Киприан предположил, что решение загадки связано с тем фактом, что в сундук положили не первые попавшиеся трупы, а двух придворных карликов кайзера Рудольфа, явно умерших неестественной смертью. Но и этот след никуда не привел. Впрочем, все указывало на то, что несчастные карлики после смерти кайзера попытались нажиться в его кунсткамере и во время мародерства поубивали друг друга, а последний, Себастьян де Мора, покончил жизнь самоубийством. На вопрос, мог ли Себастьян самостоятельно совершить подлог, оставался открытым, и нить, связывающая его с сообщниками, пока никуда не вела. Нить могла бы стать путеводной, если бы два карлика оставались пропавшими без вести, однако она оборвалась, как только было совершено ужасное открытие в подвале под развалинами фирмы «Вигант и Вилфинг». Кто-то явно сыграл здесь свою роль, кто-то, умудрявшийся все эти годы оставаться незамеченным. Именно этот «кто-то» достал Кодекс из сундука и положил на его место двух убитых карликов, кто-то, у кого оказался ключ, которого быть не должно. Киприан уже много раз ловил себя на мысли о том, что двадцать лет назад они вступили в схватку с самим дьяволом, а не с кругом заговорщиков, хотевших воспользоваться могуществом ада себе во благо. Тем не менее у него превалировало ощущение, что этот таинственный некто, находившийся в самом центре всей истории, был ближе к нему и его жизни, чем предполагали все остальные. Частично его раздражительность основывалась на том, что в последнее время он все чаще ловил себя на желании обернуться. Это было настолько несвойственно такому человеку, как Киприан Хлесль, что он и сам уже начал беспокоиться по данному поводу.

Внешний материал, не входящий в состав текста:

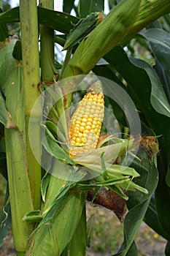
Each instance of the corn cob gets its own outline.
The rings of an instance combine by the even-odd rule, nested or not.
[[[69,126],[70,157],[96,148],[104,118],[104,94],[98,81],[79,102]]]

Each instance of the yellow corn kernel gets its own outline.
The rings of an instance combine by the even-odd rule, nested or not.
[[[104,118],[104,94],[98,81],[79,102],[69,125],[70,157],[95,149]]]

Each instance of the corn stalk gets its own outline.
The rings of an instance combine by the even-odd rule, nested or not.
[[[39,96],[39,50],[36,1],[20,1],[23,61],[9,63],[9,78],[4,84],[6,107],[11,123],[5,128],[5,143],[12,233],[18,255],[25,255],[34,224],[23,221],[24,215],[40,207],[41,167],[28,139],[29,116]],[[24,108],[25,107],[25,108]],[[31,124],[36,154],[40,156],[39,110]],[[38,152],[38,153],[37,153]]]
[[[41,166],[37,162],[34,151],[41,159],[41,139],[39,122],[42,117],[41,106],[32,115],[30,115],[33,106],[39,96],[38,83],[39,45],[36,1],[34,0],[20,0],[20,16],[22,34],[22,54],[23,65],[23,87],[25,100],[25,116],[26,129],[26,149],[28,168],[29,171],[31,195],[35,209],[40,207],[41,195]],[[28,126],[31,132],[31,140],[34,142],[32,148],[28,138]]]

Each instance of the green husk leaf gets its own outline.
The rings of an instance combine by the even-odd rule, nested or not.
[[[45,149],[53,157],[59,160],[66,162],[69,164],[74,165],[74,162],[69,158],[64,150],[58,145],[52,133],[45,125],[42,128],[45,130],[45,138],[42,138],[42,145]]]
[[[40,222],[42,219],[42,216],[41,215],[41,211],[39,210],[30,211],[26,214],[23,218],[23,220],[33,222]]]

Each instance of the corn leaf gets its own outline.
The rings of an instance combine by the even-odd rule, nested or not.
[[[150,102],[153,108],[159,113],[170,117],[170,105],[155,71],[142,60],[134,58],[131,58],[130,60],[136,66],[144,69],[150,79],[152,85]]]
[[[155,56],[161,64],[165,72],[170,76],[170,35],[163,29],[152,28],[140,33],[150,43]]]
[[[74,9],[75,0],[63,0],[63,11],[64,12],[70,13],[72,10]]]
[[[104,8],[104,0],[80,0],[79,2],[79,14],[81,18],[93,12],[103,12]]]
[[[85,154],[84,154],[83,155],[77,155],[74,157],[72,159],[80,165],[86,167],[91,166],[93,167],[93,165],[100,165],[101,156],[102,154],[104,154],[103,158],[105,162],[115,161],[119,155],[123,154],[125,151],[130,150],[132,145],[132,141],[133,140],[120,142],[112,145],[108,145],[107,146],[94,149],[86,153]],[[85,157],[85,155],[86,157]]]
[[[127,91],[139,110],[142,121],[147,127],[149,126],[152,129],[157,135],[161,135],[158,138],[161,148],[159,157],[163,157],[163,168],[166,172],[167,166],[170,162],[170,151],[169,150],[170,133],[169,125],[167,125],[170,124],[170,121],[168,116],[158,113],[152,106],[150,102],[152,84],[148,75],[143,68],[133,64],[125,52],[119,45],[105,56],[104,59],[114,65],[128,83]],[[143,104],[144,99],[144,104]],[[158,120],[159,120],[158,122]]]
[[[3,11],[1,8],[0,8],[0,13],[2,13],[2,12]],[[5,42],[5,40],[8,37],[9,37],[9,34],[8,34],[7,25],[5,23],[1,24],[0,25],[0,42]]]
[[[97,25],[99,19],[99,14],[92,12],[85,19],[80,20],[74,28],[72,29],[65,42],[63,50],[74,47],[85,37]]]
[[[61,33],[68,34],[77,23],[80,19],[69,13],[53,11],[38,7],[39,23],[55,29]],[[19,7],[11,9],[0,15],[0,23],[20,22]]]
[[[68,154],[58,145],[58,141],[55,139],[49,129],[45,125],[42,125],[42,128],[45,130],[45,136],[42,138],[42,143],[45,149],[58,159],[74,165],[74,162],[69,158]]]
[[[136,182],[138,185],[144,187],[148,190],[148,194],[142,195],[139,191],[128,192],[129,200],[127,201],[127,205],[129,211],[123,222],[124,241],[119,252],[115,256],[126,255],[131,246],[133,246],[134,238],[158,184],[158,170],[154,162],[150,162],[144,151],[140,151],[138,157],[141,160],[135,159],[131,167],[141,175],[140,178],[136,179]]]
[[[12,226],[9,188],[7,187],[3,209],[0,213],[0,246],[2,245]]]

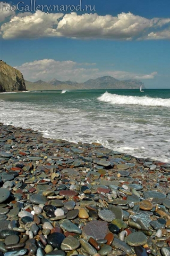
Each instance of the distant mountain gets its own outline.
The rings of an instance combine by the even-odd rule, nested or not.
[[[26,91],[25,81],[21,72],[0,60],[0,92]]]
[[[38,80],[35,82],[26,81],[27,90],[91,90],[91,89],[139,89],[141,85],[145,89],[143,83],[139,80],[118,80],[109,76],[96,79],[89,79],[84,83],[78,83],[70,80],[60,81],[54,78],[48,82]]]

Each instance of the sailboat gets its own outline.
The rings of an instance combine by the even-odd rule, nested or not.
[[[144,91],[142,91],[142,85],[140,86],[139,90],[140,90],[140,92],[144,92]]]

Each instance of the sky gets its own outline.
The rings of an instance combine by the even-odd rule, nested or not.
[[[170,2],[1,1],[0,57],[31,82],[109,75],[170,89]]]

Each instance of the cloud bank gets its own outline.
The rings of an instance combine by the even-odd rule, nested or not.
[[[157,74],[155,71],[150,74],[142,74],[122,70],[105,71],[99,69],[95,66],[94,63],[78,63],[71,60],[60,61],[47,59],[26,62],[15,67],[22,73],[26,80],[31,81],[48,81],[56,78],[61,81],[70,79],[83,82],[89,78],[95,79],[104,76],[110,76],[121,80],[146,79],[153,79]]]
[[[2,20],[12,13],[2,10]],[[14,13],[14,12],[12,12]],[[14,13],[13,13],[14,14]],[[116,17],[75,12],[45,13],[37,11],[13,15],[1,26],[4,39],[65,37],[75,39],[142,40],[170,39],[170,18],[147,19],[130,12]]]

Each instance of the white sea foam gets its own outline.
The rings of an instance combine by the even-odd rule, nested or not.
[[[110,102],[112,104],[126,104],[133,105],[148,106],[153,107],[170,107],[170,99],[150,98],[147,96],[124,96],[112,94],[106,92],[98,98],[100,101]]]
[[[8,93],[17,93],[17,92],[1,92],[0,95],[1,95],[1,94],[8,94]]]
[[[69,91],[67,91],[66,90],[63,90],[62,91],[61,93],[65,93],[66,92],[69,92]]]

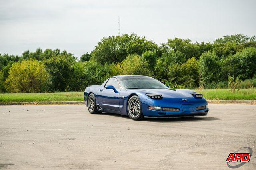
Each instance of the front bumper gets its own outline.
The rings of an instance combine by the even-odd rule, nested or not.
[[[208,108],[197,111],[184,112],[180,111],[178,112],[163,111],[154,111],[147,109],[145,111],[145,109],[143,110],[143,115],[150,117],[181,117],[190,116],[206,116],[209,111]]]
[[[154,102],[142,103],[142,111],[143,115],[146,117],[179,117],[190,116],[200,116],[207,115],[209,112],[209,109],[206,108],[203,109],[197,110],[196,108],[198,107],[206,105],[208,103],[206,100],[202,99],[200,100],[195,101],[193,99],[189,99],[188,101],[186,101],[181,103],[179,101],[165,101],[164,100],[153,101]],[[176,102],[175,102],[176,101]],[[182,105],[184,105],[193,106],[192,109],[189,108],[189,111],[187,111]],[[160,106],[162,108],[161,110],[157,111],[148,109],[148,107],[150,106]],[[169,107],[178,108],[179,111],[166,111],[162,110],[162,107]]]

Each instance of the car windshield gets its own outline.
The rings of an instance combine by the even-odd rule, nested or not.
[[[123,77],[118,78],[121,86],[125,89],[167,88],[160,81],[148,77]]]

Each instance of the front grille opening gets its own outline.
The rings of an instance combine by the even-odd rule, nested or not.
[[[178,108],[173,108],[172,107],[163,107],[163,110],[164,111],[172,111],[174,112],[178,112],[180,109]]]
[[[206,108],[206,106],[200,106],[200,107],[197,107],[196,109],[197,111],[198,111],[198,110],[204,109]]]
[[[166,113],[164,112],[158,112],[157,114],[158,115],[166,115]]]

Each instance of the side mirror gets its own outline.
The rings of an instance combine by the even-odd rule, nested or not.
[[[112,89],[114,91],[115,93],[118,93],[118,91],[117,91],[117,90],[116,90],[116,89],[115,87],[113,86],[112,85],[107,85],[106,87],[105,87],[105,88],[106,88],[106,89]]]

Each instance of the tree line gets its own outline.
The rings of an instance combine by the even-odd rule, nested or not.
[[[225,36],[213,43],[168,39],[158,45],[136,34],[103,38],[78,61],[59,49],[0,53],[2,93],[83,91],[116,75],[154,77],[174,88],[225,88],[229,75],[256,86],[256,38]]]

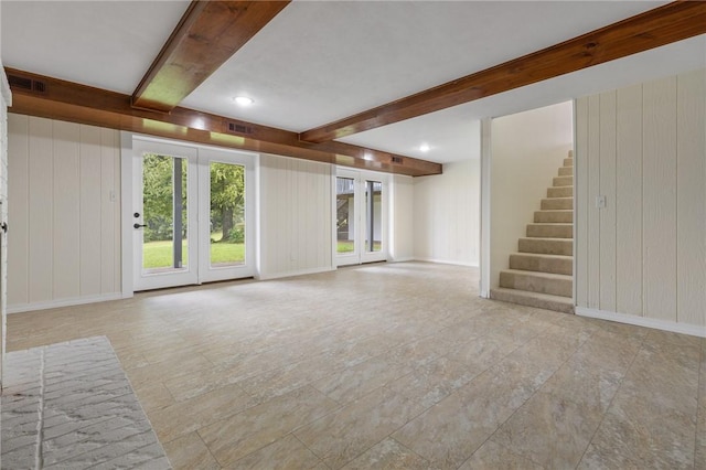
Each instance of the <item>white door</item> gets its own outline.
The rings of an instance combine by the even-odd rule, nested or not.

Праздник Рождества Христова практически прошел для него незаметно – так нечетко он воспринимал окружающее. Киприан вынужден был признаться самому себе в том, что отношения Александры и ее матери, которые становились все более напряженными, никогда бы не привлекли его внимания, если бы Агнесс однажды ночью сама не поделилась с ним своим беспокойством. Жена расплакалась и во всем обвинила себя. Ее собственная мать в свое время так долго относилась к ней с ненавистью и презрением, что Агнесс была убеждена в том, что эти чувства отразились на ней и что она – самая плохая мать, какую только можно придумать. Ему с большим трудом удалось успокоить жену. После этого случая Киприан отвел Александру в сторону и… все испортил, потому что наорал на дочь, проявившую упрямство и своеволие, когда он начал расспрашивать ее. Она ответила ему тем же и выскочила из зала, хлопнув напоследок дверью, и оставила Киприана размышлять – как и Агнесс – о его отношениях с собственным отцом и задаваться вопросом, можно ли вообще разорвать цепи своего прошлого.

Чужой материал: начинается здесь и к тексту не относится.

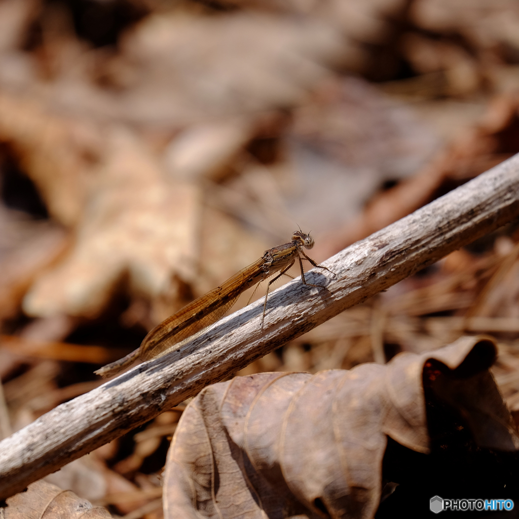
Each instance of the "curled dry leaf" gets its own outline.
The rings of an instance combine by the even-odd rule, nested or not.
[[[162,124],[291,105],[329,73],[325,63],[354,53],[317,20],[243,12],[148,17],[122,49],[112,68],[115,83],[126,78],[124,116]]]
[[[84,121],[51,114],[34,100],[2,92],[0,142],[15,152],[50,215],[65,225],[76,224],[88,174],[100,152],[95,131]]]
[[[429,452],[426,378],[479,446],[516,450],[519,436],[488,371],[496,354],[491,339],[465,337],[385,365],[210,386],[186,409],[173,438],[165,517],[373,517],[388,436]]]
[[[129,130],[114,129],[107,140],[108,156],[76,242],[25,296],[29,315],[95,316],[125,274],[133,293],[150,299],[167,291],[175,274],[189,275],[195,188],[168,183]]]
[[[25,492],[7,500],[0,508],[2,519],[102,519],[112,515],[102,507],[94,507],[70,490],[45,481],[31,483]]]

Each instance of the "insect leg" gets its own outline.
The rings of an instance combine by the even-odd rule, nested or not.
[[[304,255],[305,258],[308,260],[308,261],[310,262],[312,265],[313,265],[314,267],[319,267],[318,265],[316,264],[316,262],[313,260],[311,259],[310,258],[309,258],[308,256],[307,256],[306,254],[305,254],[305,253],[303,252],[303,251],[300,251],[299,252],[301,252]],[[332,292],[330,292],[330,291],[328,289],[327,289],[325,286],[323,286],[322,285],[315,285],[313,283],[307,283],[306,282],[306,280],[305,279],[305,271],[303,269],[303,260],[304,259],[304,258],[302,258],[301,257],[299,256],[298,259],[299,259],[299,266],[301,267],[301,279],[303,281],[303,284],[308,285],[310,286],[317,286],[320,289],[324,289],[325,290],[327,291],[327,292],[329,292],[330,294],[331,294]],[[325,268],[327,270],[329,270],[327,268],[326,268],[326,267],[319,267],[319,268]],[[329,271],[332,272],[331,270],[330,270]],[[333,272],[332,272],[332,274],[333,274]],[[335,276],[334,274],[334,275]]]
[[[301,260],[299,260],[301,261]],[[267,297],[268,295],[268,291],[270,288],[270,285],[274,282],[276,280],[279,279],[283,274],[285,274],[286,271],[291,268],[292,266],[294,264],[295,262],[295,260],[293,260],[290,265],[285,268],[284,270],[280,272],[278,275],[274,278],[274,279],[271,280],[268,282],[268,284],[267,285],[267,293],[265,295],[265,303],[263,304],[263,315],[261,318],[261,327],[262,329],[263,328],[263,322],[265,321],[265,312],[267,309]]]
[[[301,252],[301,253],[302,254],[303,254],[303,256],[305,256],[305,257],[303,258],[303,259],[306,260],[307,261],[309,261],[310,263],[312,264],[312,265],[313,266],[317,267],[318,268],[323,268],[325,270],[327,270],[329,272],[330,272],[330,274],[333,274],[334,276],[335,275],[335,273],[334,272],[332,272],[332,271],[329,268],[327,268],[326,267],[321,266],[320,265],[318,265],[311,257],[309,257],[308,256],[307,256],[306,254],[305,254],[304,251],[299,251],[299,252]],[[301,261],[301,258],[300,257],[299,258],[299,261]],[[301,268],[302,269],[303,268],[302,265]]]

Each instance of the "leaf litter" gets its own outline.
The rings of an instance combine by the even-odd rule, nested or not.
[[[95,387],[95,367],[134,349],[147,330],[286,241],[297,224],[312,230],[319,262],[519,151],[517,18],[511,2],[73,4],[0,2],[4,435]],[[292,377],[306,384],[338,373],[390,371],[383,364],[411,354],[435,359],[462,336],[489,334],[497,360],[490,367],[487,359],[473,376],[495,388],[482,374],[490,367],[519,420],[517,232],[511,223],[453,253],[225,384],[242,387],[250,379],[257,389],[270,387],[268,377],[279,378],[274,388]],[[492,349],[488,341],[485,351]],[[395,357],[402,352],[407,356]],[[436,362],[422,363],[425,383],[413,390],[425,395],[428,423],[435,417],[422,431],[431,453],[413,450],[417,444],[392,430],[366,426],[366,438],[389,439],[376,451],[381,473],[368,468],[371,458],[361,449],[345,456],[348,467],[358,463],[368,489],[348,494],[355,513],[372,516],[381,496],[377,516],[390,515],[388,507],[404,499],[399,496],[412,497],[409,488],[420,495],[412,474],[421,474],[428,488],[433,476],[454,484],[447,469],[428,465],[442,453],[452,469],[462,460],[467,477],[469,469],[481,474],[476,461],[496,481],[512,473],[510,458],[499,458],[492,450],[499,446],[485,443],[474,425],[482,423],[489,393],[474,396],[483,409],[474,422],[472,404],[463,400],[467,380],[457,386]],[[330,370],[351,371],[323,371]],[[439,371],[443,386],[431,378]],[[271,374],[255,374],[262,372]],[[445,384],[458,395],[454,403]],[[236,408],[248,405],[243,388],[243,399],[231,403]],[[502,410],[495,398],[494,410]],[[319,422],[327,408],[324,396],[316,400],[305,407],[312,419],[289,424],[301,426],[295,435],[308,432],[301,442],[307,448],[295,456],[301,463],[333,448],[325,435],[318,437],[321,424],[313,428],[313,418]],[[265,424],[281,415],[272,412],[274,401],[262,415]],[[453,411],[461,402],[470,412]],[[187,408],[183,423],[199,405]],[[53,482],[127,519],[159,519],[162,467],[173,434],[180,448],[184,433],[177,424],[185,407],[74,462]],[[204,412],[223,419],[217,405]],[[338,419],[329,414],[323,419]],[[371,420],[378,424],[381,416],[375,412]],[[502,422],[492,430],[502,431]],[[464,428],[461,436],[458,427]],[[229,430],[238,434],[239,428]],[[450,443],[442,443],[445,438]],[[235,439],[235,449],[240,441],[252,442],[247,435]],[[488,465],[480,443],[500,460],[497,468]],[[409,463],[400,470],[394,456]],[[309,517],[322,516],[323,507],[335,513],[333,507],[342,505],[333,497],[340,494],[334,485],[349,473],[333,463],[314,465],[306,473],[295,465],[293,481],[277,480],[288,488],[281,497],[265,497],[262,486],[261,502],[278,510],[288,499]],[[265,469],[268,477],[276,470]],[[321,477],[329,470],[333,476]],[[243,485],[249,473],[240,470],[236,481]],[[389,495],[397,480],[402,483]],[[326,481],[325,491],[313,491]],[[243,488],[245,496],[250,489]],[[29,493],[17,497],[23,506],[32,499]],[[207,510],[213,506],[210,498],[204,503]]]

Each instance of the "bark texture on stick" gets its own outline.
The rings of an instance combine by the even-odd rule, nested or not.
[[[0,499],[519,216],[519,155],[0,442]]]

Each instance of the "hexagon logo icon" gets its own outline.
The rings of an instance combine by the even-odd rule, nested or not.
[[[443,510],[443,500],[439,496],[431,497],[429,508],[431,512],[435,514],[439,514]]]

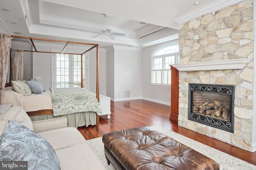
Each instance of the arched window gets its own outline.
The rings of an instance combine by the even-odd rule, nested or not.
[[[151,84],[170,86],[170,65],[179,63],[179,45],[168,45],[157,49],[152,56]]]

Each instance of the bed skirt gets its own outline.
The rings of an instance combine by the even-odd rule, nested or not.
[[[68,115],[54,116],[53,114],[30,116],[32,121],[46,120],[58,117],[67,118],[68,127],[78,127],[89,125],[93,126],[96,124],[96,114],[92,111],[76,113]]]

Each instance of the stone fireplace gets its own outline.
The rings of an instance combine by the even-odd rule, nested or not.
[[[179,70],[178,125],[251,152],[253,14],[253,1],[245,0],[179,23],[180,64],[172,65]],[[232,127],[224,130],[190,119],[191,84],[234,87],[233,117],[224,120],[233,119]]]
[[[233,133],[234,88],[189,84],[188,120]]]

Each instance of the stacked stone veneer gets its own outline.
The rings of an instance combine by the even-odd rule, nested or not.
[[[252,0],[207,14],[179,26],[180,63],[253,59]],[[252,151],[253,62],[244,69],[180,71],[178,125]],[[188,84],[235,85],[231,133],[188,119]]]

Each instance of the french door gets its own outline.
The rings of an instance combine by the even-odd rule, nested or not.
[[[83,55],[82,62],[80,55],[54,54],[53,88],[81,87],[82,81],[83,87],[87,89],[86,59]]]

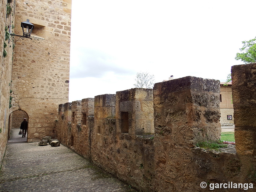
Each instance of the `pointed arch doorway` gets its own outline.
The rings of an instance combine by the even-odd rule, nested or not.
[[[24,118],[27,119],[28,123],[28,115],[24,111],[22,110],[17,110],[11,113],[9,116],[9,121],[8,129],[8,140],[10,139],[11,136],[11,133],[12,133],[13,135],[11,136],[13,142],[20,142],[21,141],[27,141],[28,137],[22,138],[22,135],[18,135],[18,133],[20,130],[20,124],[23,121]],[[12,131],[11,130],[13,129]],[[26,138],[26,139],[25,139]]]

Киприан приказал слуге стянуть с себя узкие, промокшие от снега сапоги и удивленно поднял глаза, как только понял, что Агнесс уже продолжительное время стоит в дверях Он улыбнулся. Она не ответила на его улыбку.

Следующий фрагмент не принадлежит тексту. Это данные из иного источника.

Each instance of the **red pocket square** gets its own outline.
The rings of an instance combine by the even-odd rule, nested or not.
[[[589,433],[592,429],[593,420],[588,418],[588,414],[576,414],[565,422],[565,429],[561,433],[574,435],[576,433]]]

– Идем со мной, – сказала Агнесс.
Он последовал за ней прямо как был, стягивая на ходу шерстяные носки, которые не очень-то согревали его. Агнесс по-прежнему шла впереди мужа, и, когда стала подниматься по лестнице, он едва сдержался, чтобы не упрекнуть ее за отрывистую речь. Он понял, что поступил правильно, как только Агнесс остановилась на лестничной площадке и повернулась к нему. Лицо ее было бледным. Стараясь не разрыдаться, она беззвучно плакала. Киприан обнял жену и стал ее баюкать. Его сердце сжалось от страха.
– Скажи, что же я сделала не так, – прошептала Агнесс. Киприан крепко взял ее за плечи и посмотрел ей в глаза.
Она смахнула слезы и уставилась в пол.
– Скажи мне, – еле слышно повторила она.
– Я не знаю, – ответил он. Лицо его был мрачным и озабоченным.
– Я тоже не знаю. – Агнесс безнадежно покачала головой. – Я тоже…
– Что случилось?
Вместо ответа она повернулась, взяла его за руку и подвела к двери. Холод пополз по его спине, когда он понял, что они подошли к спальне Александры. Он нервно сглотнул. Агнесс отворила дверь и втянула его внутрь.
На краю кровати, ссутулившись и сцепив руки в замок, сидела девушка с распущенными волосами. Киприан прищурился Платье было смято, но он распознал в нем то, которое недавно подарил Александре. Девушка подняла голову, и он увидел красное, опухшее от слез лицо. Это была горничная Александры.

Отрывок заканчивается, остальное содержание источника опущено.